Key strategies for FY 1999


Programs supporting this objective

State Grants
  • Title I
  • IDEA Part B
Standards for mathematics
  • Goals 2000: Educate America Act
Teacher training
  • Eisenhower Professional Development State Grants
  • Higher Education Act (HEA), Title V
Technical Assistance and dissemination
  • Fund for the Improvement of Education
  • Eisenhower Federal Activities
  • Eisenhower Regional Consortia
  • Comprehensive Regional Assistance Centers
  • National Education Research Institutes
  • Regional Education Laboratories
  • Eisenhower Professional Development Federal Activities
  • IDEA: Research and Dissemination
  • Statistics and Assessment

Selected performance indicators and charts

Performance indicators for objective 2.3 focus on expected outcomes for students in mathematics and on progress in implementing key strategies to achieve these results. The Department is monitoring progress on this objective in terms of the national trends in teacher preparation and ongoing professional development, student course taking, and schools' access to and use of information on best practices for mathematics instruction. The Department is also focusing on increasing public understanding and support for mastering challenging mathematics by the end of the eighth grade.

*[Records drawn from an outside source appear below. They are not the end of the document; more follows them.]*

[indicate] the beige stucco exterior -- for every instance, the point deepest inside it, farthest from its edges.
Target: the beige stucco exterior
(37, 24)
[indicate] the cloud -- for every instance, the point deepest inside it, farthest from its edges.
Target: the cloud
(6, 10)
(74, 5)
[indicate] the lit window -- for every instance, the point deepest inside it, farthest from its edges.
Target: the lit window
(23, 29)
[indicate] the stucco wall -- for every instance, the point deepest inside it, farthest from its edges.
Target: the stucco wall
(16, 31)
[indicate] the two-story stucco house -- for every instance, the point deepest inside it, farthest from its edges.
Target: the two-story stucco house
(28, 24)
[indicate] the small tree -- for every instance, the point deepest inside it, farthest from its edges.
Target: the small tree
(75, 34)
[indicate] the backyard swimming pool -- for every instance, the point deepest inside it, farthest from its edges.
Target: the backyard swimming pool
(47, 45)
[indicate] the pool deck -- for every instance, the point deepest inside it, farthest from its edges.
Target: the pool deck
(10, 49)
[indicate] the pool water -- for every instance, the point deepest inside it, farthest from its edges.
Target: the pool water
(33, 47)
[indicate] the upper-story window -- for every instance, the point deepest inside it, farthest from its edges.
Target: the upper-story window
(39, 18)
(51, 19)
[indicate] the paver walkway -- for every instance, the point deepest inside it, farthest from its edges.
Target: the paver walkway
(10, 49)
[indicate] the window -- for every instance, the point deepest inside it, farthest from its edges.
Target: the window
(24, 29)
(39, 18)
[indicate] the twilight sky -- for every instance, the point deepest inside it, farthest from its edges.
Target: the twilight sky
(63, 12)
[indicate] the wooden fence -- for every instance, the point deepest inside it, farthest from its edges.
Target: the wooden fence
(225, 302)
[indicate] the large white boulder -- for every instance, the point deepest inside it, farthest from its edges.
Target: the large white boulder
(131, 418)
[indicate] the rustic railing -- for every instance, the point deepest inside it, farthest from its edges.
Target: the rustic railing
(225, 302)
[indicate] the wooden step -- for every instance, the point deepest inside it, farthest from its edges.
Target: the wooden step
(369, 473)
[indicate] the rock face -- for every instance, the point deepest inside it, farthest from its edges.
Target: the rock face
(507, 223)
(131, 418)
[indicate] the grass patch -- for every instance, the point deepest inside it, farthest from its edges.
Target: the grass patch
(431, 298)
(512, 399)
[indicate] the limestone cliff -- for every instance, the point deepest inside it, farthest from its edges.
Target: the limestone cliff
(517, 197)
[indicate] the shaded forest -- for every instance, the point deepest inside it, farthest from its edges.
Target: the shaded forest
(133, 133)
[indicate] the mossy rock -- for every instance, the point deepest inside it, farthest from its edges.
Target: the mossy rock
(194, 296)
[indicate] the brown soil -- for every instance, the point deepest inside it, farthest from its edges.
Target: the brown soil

Increasing percentages of eighth-graders reach the basic level or higher levels of proficiency in math on the National Assessment of Educational Progress (NAEP); on international assessments, at least 60% will score at the international average by 2002. (Goal 2, indicator 8)

Indicator background and context. U.S. students have shown progress in their mathematics achievement on NAEP over the years, yet many still fail to achieve to the high standards needed for future success. In 1996, 61 percent of students scored at or above the basic level on NAEP compared to 51 percent in 1990. In 1996, 45 percent of U.S. eighth-graders scored at the international average on the Third International Mathematics and Science Study (TIMSS). TIMSS showed that although U.S. fourth-graders perform above the international average in math, our eighth-graders, and twelfth graders scored below the international average.

Data source. National Assessment of Educational Progress (NAEP), 1990, 1992, 1996 Mathematics Assessment. The Third International Mathematics and Science Study (TIMSS), 1995 8th-grade Assessment.


Each year, more teachers in grades 5-8 will complete intensive professional development to enable them to teach challenging mathematics. (Goal 2, indicator 11)

Indicator background and context.Only 28 percent of U.S. teachers participated in an in-depth professional development program in mathematics.

Data source. Schools and Staffing Surveys, 1993-94.

Verification/validation of performance measures: Indicator data will draw from rigorously designed surveys (e.g., the National Assessment of Educational Progress, replication of the Third International Mathematics and Science Study at the eighth grade, and ongoing administration of the Schools and Staffing Surveys. Independently conducted program evaluations at school and district levels will assess staff access to, knowledge of, and use of best practices information.